Can we use single JWT token for multiple requests?
there is a system where JWT tokens can be created without invalidating the other, they self-expire after 30 min.
So I can get a JWT once, and then make a bunch of requests within 30 min, and if you continue making requests with the same JWT after 30 min, you’ll get unauthorized.
A single access token with multiple audiences for the same API
same token is being used for multiple requests.
Is it a good practice ?
Well, I admit total ignorance on "JWT token," so a quick web search led me to
I suspect a few others on the forum may find that page helpful, too.
Oh, and having read that page... darn good question, Mouli @iluom !
Let me try and answer this from an almost newly minted CSSLP's (pending endorsement) perspective.
The principle of complete mediation would say no. However, the principle of psychological acceptability might say yes. It really depends on what the token allows you to do and the risks those actions carry.
Does it allow:
You'd probably not want to reuse any tokens if they give you authorisation to launch nuclear missiles you'd want this to require authentication each and every time.

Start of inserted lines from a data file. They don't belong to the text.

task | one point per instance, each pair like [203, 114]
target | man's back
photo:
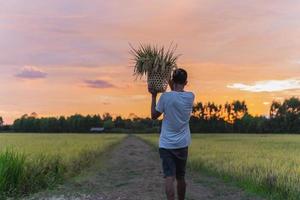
[177, 108]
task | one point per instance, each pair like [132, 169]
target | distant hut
[97, 129]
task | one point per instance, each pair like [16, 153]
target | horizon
[60, 58]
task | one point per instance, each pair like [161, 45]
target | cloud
[98, 84]
[268, 85]
[31, 72]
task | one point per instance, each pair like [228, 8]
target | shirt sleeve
[160, 107]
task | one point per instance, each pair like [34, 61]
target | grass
[265, 164]
[30, 162]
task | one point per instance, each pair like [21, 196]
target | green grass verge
[22, 174]
[267, 165]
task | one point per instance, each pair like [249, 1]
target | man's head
[179, 76]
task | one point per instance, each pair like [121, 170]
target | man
[175, 136]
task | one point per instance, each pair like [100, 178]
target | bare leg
[170, 190]
[181, 186]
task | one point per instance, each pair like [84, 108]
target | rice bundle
[155, 63]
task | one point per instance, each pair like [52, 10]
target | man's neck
[178, 88]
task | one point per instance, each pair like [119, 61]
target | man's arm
[154, 113]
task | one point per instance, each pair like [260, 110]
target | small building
[97, 129]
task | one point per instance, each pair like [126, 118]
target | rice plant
[148, 58]
[267, 164]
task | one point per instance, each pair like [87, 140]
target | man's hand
[171, 84]
[154, 113]
[152, 91]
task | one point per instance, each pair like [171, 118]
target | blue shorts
[174, 162]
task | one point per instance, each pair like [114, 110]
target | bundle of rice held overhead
[156, 64]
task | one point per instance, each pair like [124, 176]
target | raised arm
[154, 113]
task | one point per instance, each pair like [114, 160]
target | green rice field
[30, 162]
[266, 164]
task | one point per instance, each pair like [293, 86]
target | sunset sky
[60, 57]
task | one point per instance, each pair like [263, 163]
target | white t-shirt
[177, 108]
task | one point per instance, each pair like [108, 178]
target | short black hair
[179, 76]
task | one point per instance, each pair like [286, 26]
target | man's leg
[181, 187]
[181, 158]
[170, 189]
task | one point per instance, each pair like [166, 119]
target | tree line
[208, 117]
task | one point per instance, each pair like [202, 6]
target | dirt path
[132, 172]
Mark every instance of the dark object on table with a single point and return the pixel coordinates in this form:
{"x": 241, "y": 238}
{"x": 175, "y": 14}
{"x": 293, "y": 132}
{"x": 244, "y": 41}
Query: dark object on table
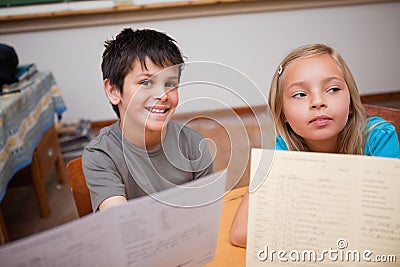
{"x": 8, "y": 65}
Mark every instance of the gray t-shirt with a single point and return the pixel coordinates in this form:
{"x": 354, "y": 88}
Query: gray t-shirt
{"x": 115, "y": 167}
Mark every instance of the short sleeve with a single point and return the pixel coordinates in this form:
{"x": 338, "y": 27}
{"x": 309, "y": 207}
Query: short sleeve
{"x": 382, "y": 140}
{"x": 102, "y": 176}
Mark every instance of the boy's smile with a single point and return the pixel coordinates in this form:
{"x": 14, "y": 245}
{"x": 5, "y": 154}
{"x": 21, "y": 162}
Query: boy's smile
{"x": 148, "y": 100}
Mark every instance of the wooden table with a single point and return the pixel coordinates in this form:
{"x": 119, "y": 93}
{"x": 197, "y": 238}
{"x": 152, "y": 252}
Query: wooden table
{"x": 227, "y": 254}
{"x": 28, "y": 140}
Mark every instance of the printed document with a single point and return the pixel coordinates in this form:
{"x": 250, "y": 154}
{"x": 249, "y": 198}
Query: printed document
{"x": 175, "y": 227}
{"x": 319, "y": 209}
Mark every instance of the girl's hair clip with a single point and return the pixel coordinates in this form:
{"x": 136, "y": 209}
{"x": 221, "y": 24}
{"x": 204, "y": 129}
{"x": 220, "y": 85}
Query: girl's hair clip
{"x": 280, "y": 70}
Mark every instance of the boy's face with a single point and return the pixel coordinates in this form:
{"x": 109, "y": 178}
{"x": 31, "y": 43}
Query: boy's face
{"x": 149, "y": 97}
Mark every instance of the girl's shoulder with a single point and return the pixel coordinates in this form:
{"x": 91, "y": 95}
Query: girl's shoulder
{"x": 382, "y": 139}
{"x": 377, "y": 124}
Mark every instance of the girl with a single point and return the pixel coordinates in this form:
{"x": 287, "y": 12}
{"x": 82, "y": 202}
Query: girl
{"x": 316, "y": 107}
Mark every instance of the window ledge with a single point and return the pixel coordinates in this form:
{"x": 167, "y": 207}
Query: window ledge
{"x": 87, "y": 16}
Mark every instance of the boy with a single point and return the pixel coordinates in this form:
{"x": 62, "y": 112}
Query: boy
{"x": 143, "y": 152}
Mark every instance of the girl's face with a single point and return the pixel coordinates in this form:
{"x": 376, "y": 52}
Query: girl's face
{"x": 316, "y": 101}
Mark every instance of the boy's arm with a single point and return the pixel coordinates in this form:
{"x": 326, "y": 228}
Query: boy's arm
{"x": 238, "y": 233}
{"x": 111, "y": 202}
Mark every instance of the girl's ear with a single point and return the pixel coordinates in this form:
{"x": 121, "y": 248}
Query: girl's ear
{"x": 112, "y": 92}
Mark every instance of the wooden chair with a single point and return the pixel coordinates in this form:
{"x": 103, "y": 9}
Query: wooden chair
{"x": 392, "y": 115}
{"x": 78, "y": 186}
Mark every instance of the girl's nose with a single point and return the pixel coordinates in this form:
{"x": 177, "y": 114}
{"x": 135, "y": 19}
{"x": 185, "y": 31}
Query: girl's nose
{"x": 317, "y": 102}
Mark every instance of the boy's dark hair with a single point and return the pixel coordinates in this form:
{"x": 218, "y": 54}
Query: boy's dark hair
{"x": 131, "y": 45}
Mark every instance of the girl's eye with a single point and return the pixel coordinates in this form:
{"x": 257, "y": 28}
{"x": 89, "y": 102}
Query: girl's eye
{"x": 299, "y": 95}
{"x": 146, "y": 83}
{"x": 334, "y": 89}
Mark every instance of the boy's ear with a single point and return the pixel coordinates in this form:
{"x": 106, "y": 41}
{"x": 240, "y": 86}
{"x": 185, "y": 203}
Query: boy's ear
{"x": 112, "y": 92}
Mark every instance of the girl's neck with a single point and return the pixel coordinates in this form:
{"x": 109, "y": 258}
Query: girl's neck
{"x": 326, "y": 146}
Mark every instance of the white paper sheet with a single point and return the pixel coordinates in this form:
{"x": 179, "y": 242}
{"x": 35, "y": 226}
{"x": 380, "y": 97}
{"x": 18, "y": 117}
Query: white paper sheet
{"x": 142, "y": 232}
{"x": 315, "y": 202}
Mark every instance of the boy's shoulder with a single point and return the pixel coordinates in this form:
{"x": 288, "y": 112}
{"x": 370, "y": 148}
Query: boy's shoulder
{"x": 107, "y": 135}
{"x": 183, "y": 131}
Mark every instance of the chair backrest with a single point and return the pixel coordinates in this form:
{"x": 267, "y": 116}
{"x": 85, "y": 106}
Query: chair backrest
{"x": 78, "y": 186}
{"x": 392, "y": 115}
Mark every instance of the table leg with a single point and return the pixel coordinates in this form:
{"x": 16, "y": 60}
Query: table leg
{"x": 60, "y": 170}
{"x": 3, "y": 229}
{"x": 40, "y": 188}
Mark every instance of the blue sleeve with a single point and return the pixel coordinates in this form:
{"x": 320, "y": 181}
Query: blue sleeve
{"x": 280, "y": 144}
{"x": 382, "y": 141}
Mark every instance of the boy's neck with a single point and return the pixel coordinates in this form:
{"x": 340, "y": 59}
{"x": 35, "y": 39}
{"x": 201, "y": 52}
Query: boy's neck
{"x": 148, "y": 140}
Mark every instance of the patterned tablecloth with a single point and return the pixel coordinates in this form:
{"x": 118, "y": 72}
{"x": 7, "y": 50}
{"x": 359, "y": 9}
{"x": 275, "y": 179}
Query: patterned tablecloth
{"x": 24, "y": 117}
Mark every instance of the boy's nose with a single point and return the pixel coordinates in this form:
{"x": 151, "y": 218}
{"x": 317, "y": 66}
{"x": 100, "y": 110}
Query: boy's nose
{"x": 159, "y": 93}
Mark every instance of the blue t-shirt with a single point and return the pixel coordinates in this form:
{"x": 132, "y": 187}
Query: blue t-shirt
{"x": 382, "y": 140}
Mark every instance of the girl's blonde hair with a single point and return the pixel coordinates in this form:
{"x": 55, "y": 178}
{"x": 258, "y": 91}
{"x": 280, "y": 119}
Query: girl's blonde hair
{"x": 352, "y": 137}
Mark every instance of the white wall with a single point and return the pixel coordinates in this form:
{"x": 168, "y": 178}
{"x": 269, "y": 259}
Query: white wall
{"x": 367, "y": 36}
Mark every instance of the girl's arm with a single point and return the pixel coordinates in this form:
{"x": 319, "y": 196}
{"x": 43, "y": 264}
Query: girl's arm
{"x": 238, "y": 233}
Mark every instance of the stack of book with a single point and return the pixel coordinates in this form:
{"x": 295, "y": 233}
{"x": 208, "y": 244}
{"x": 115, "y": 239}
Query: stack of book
{"x": 73, "y": 137}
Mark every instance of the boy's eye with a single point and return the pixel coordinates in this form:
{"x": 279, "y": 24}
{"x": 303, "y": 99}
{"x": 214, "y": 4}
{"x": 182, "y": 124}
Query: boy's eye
{"x": 170, "y": 84}
{"x": 299, "y": 95}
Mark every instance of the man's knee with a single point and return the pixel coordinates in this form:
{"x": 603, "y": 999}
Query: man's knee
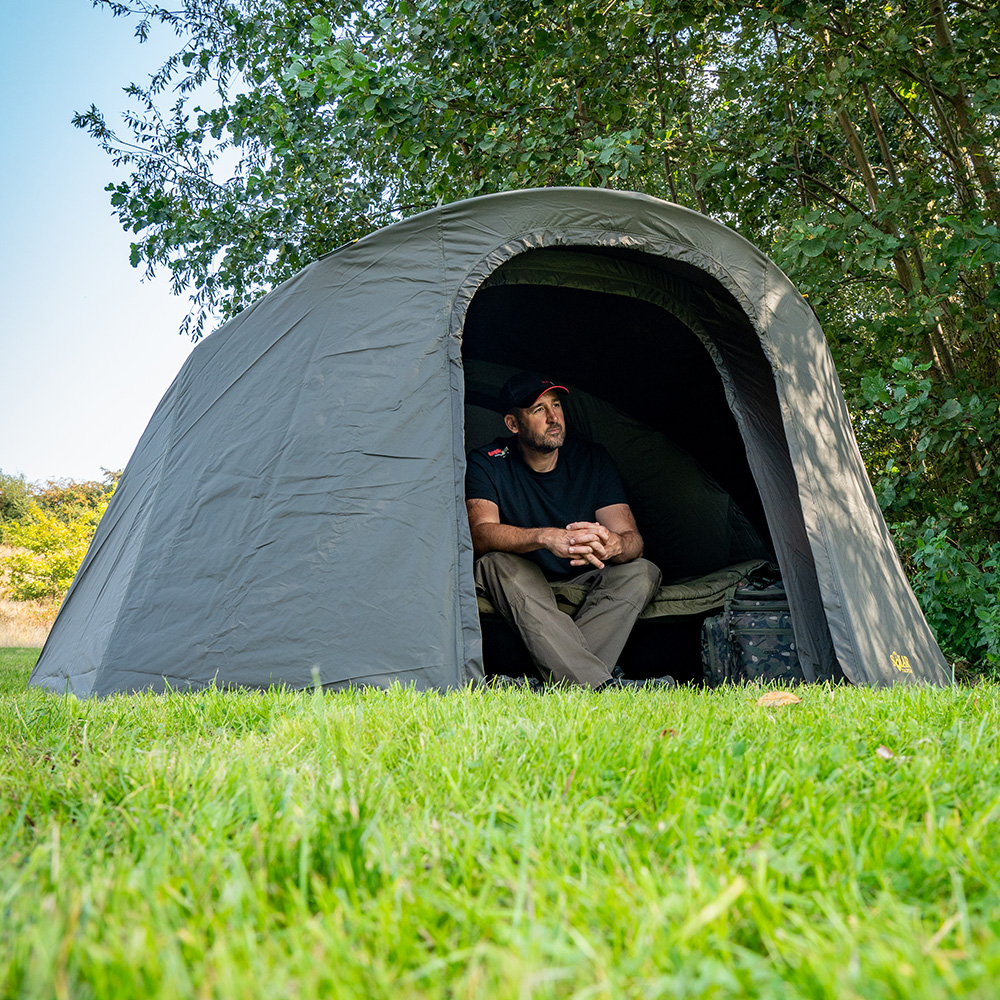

You might decide you can relax the authentication requirements a little for access to credit card information so it authenticates the first time but then can reuse the token a few times before requiring re-authentication and set a shorter timeout than the default 30 mins.
While you might even choose to extend the 30 mins timeout if some harsh comments about your cat pictures is the worst you will face.
Also, it depends what protections you have in place concerning other security aspects of your system. If the rest of the security is not up to scratch (commensurate with the system's criticality) then token reuse might be the least of your worries.